Poletti Martina, Aytekin Murat, Rucci Michele
Department of Psychological and Brain Sciences, Boston University, Boston, MA 02215, USA.
Department of Psychological and Brain Sciences, Boston University, Boston, MA 02215, USA; Graduate Program in Neuroscience, Boston University, Boston, MA 02215, USA.
Curr Biol. 2015 Dec 21;25(24):3253-9. doi: 10.1016/j.cub.2015.11.004. Epub 2015 Dec 10.
Humans explore static visual scenes by alternating rapid eye movements (saccades) with periods of slow and incessant eye drifts [1-3]. These drifts are commonly believed to be the consequence of physiological limits in maintaining steady gaze, resulting in Brownian-like trajectories [4-7], which are almost independent in the two eyes [8-10]. However, because of the technical difficulty of recording minute eye movements, most knowledge on ocular drift comes from artificial laboratory conditions, in which the head of the observer is strictly immobilized. Little is known about eye drift during natural head-free fixation, when microscopic head movements are also continually present [11-13]. We have recently observed that the power spectrum of the visual input to the retina during ocular drift is largely unaffected by fixational head movements [14]. Here we elucidate the mechanism responsible for this invariance. We show that, contrary to common assumption, ocular drift does not move the eyes randomly, but compensates for microscopic head movements, thereby yielding highly correlated movements in the two eyes. This compensatory behavior is extremely fast, persists with one eye patched, and results in image motion trajectories that are only partially correlated on the two retinas. These findings challenge established views of how humans acquire visual information. They show that ocular drift is precisely controlled, as long speculated [15], and imply the existence of neural mechanisms that integrate minute multimodal signals.

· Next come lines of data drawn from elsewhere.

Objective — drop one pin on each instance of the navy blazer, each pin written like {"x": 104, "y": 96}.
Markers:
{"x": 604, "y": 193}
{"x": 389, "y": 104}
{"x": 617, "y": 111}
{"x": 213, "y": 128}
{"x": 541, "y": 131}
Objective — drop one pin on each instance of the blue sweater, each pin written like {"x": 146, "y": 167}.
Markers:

人类通过快速眼动(扫视)与缓慢且持续的眼球漂移交替来探索静态视觉场景[1-3]。这些漂移通常被认为是维持稳定注视时生理极限的结果,从而产生类似布朗运动的轨迹[4-7],两眼的轨迹几乎相互独立[8-10]。然而,由于记录微小眼球运动存在技术困难,关于眼球漂移的大多数知识都来自人工实验室条件,即观察者的头部被严格固定。对于自然无头部固定状态下的眼球漂移知之甚少,此时微观头部运动也持续存在[11-13]。我们最近观察到,眼球漂移期间视网膜视觉输入的功率谱在很大程度上不受注视性头部运动的影响[14]。在此我们阐明造成这种不变性的机制。我们表明,与通常的假设相反,眼球漂移并非随机移动眼睛,而是补偿微观头部运动,从而使两眼产生高度相关的运动。这种补偿行为极其迅速,在单眼遮盖时依然存在,并且导致图像运动轨迹在两眼视网膜上仅部分相关。这些发现挑战了关于人类如何获取视觉信息的既定观点。它们表明眼球漂移如长期以来所推测的那样受到精确控制[15],并暗示存在整合微小多模态信号的神经机制。